KL: I think it was so important for him to finish that last play in the last few months of his life. Once that cycle was finished, you can see how the plays talk to each other. With characters who are mentioned in two or three plays — like Sterling Johnson, who is in Radio Golf and Two Trains Running — you can see their growth. And then there are questions: If you’ve already seen a play like Fences, how do you see it anew in this context? How does Radio Golf, when you have all the material wealth, talk to Gem of the Ocean, which is when slavery is over but you had no home, no food, nothing. Gem of the Ocean has a young man who comes into the world as an individual, and leaves feeling a sense of community. But in Radio Golf, what’s happened to that sense of community, and when did it happen? You can look at the 1970s play, Jitney, and did it happen there? Or was it the ’80s play, King Hedley II, when Aunt Ester died? If you see all 10 plays, you see the generations talk to each other, and that’s quite exciting.

Kenny Leon
(© Tristan Fuge)
Kenny Leon
(© Tristan Fuge)

TM: It’s often been said that Wilson’s speeches are akin to operatic arias. Can you talk about his playwriting style, and the particular challenges it poses in directing his work?
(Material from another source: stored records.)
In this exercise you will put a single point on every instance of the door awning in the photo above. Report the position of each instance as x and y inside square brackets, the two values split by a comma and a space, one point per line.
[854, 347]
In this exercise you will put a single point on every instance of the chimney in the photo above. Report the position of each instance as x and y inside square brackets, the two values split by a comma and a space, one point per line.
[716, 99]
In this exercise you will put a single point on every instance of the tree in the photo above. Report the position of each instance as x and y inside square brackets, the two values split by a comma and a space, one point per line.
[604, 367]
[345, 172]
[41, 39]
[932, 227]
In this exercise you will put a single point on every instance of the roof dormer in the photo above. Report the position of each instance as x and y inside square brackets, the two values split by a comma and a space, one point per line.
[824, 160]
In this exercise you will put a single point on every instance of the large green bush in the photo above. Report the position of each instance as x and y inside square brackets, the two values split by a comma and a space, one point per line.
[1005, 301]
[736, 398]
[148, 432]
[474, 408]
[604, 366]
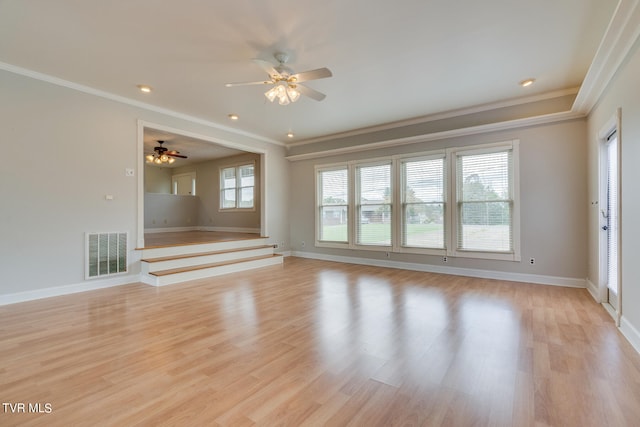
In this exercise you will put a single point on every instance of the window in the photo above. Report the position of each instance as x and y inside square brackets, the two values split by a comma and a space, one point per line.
[374, 203]
[237, 185]
[485, 201]
[423, 203]
[457, 202]
[333, 205]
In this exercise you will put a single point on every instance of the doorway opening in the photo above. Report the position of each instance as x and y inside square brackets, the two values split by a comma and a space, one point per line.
[167, 193]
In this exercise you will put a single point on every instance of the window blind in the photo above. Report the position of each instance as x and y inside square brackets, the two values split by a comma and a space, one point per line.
[612, 213]
[374, 205]
[333, 208]
[423, 203]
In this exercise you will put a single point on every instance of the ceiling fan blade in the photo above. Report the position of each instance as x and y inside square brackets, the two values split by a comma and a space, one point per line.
[311, 93]
[269, 68]
[262, 82]
[320, 73]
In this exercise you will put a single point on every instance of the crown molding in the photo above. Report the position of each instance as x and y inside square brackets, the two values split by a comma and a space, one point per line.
[454, 133]
[132, 102]
[621, 34]
[441, 116]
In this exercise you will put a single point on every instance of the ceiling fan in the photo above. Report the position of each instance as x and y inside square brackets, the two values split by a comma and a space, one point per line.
[162, 154]
[286, 84]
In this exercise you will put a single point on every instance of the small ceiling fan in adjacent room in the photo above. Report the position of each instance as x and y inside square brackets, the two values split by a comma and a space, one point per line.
[162, 155]
[287, 85]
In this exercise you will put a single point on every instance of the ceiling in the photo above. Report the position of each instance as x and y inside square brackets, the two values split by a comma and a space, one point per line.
[195, 149]
[389, 63]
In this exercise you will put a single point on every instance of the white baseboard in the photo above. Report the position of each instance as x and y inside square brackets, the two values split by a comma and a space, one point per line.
[456, 271]
[89, 285]
[630, 333]
[593, 290]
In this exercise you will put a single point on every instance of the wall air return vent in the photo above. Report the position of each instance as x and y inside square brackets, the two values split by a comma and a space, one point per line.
[106, 254]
KL: If I close my eyes as a director, I can tell an August Wilson monologue, and I can tell if you change one word from that. I get upset when folks try to marginalize him and say he was a successful African-American writer, when the truth is he was a great writer who always wanted to stand next to the greats like Ibsen, Shaw, Chekhov, and Shakespeare. And he earned that because of his plot development, his character structure, his poetry in his monologues, and the content of his plays. So, the only challenge to me as a director is to do less — to have the actors just think the words and get out of the way. I think that by seeing it the way we’re presenting it at the Kennedy Center, people will really see the beauty of his words and the acting and the production values won’t get in the way.

TM: As someone who worked closely with August Wilson, do you have a favorite story that you’d be willing to share?

KL: You could stand outside on the street with August and ask him one question, thinking it’ll be a five minute discussion and it’ll be a two hour and five minute discussion. I remember the last time we shared time on the sidewalk in Boston, during Gem of the Ocean. He was like, “Oh, man. This is great. I write it and you direct it. It’s magic.” The idea of collaboration meant so much to him. And I think some people misunderstood him. People who didn’t know him would say, “August is very demanding.” Well, he was demanding in the sense that he wanted you to show up as a director, to show up as an actor, and give 100 percent, because he always gave 100 percent. The man was just full of life. Hopefully, this Kennedy Center project will be an honor, a tribute, and a salute to him, because I think he has had the greatest impact on the American theater out of any single individual in the last 50 years. The man wrote 10 great plays, and we continue to miss him.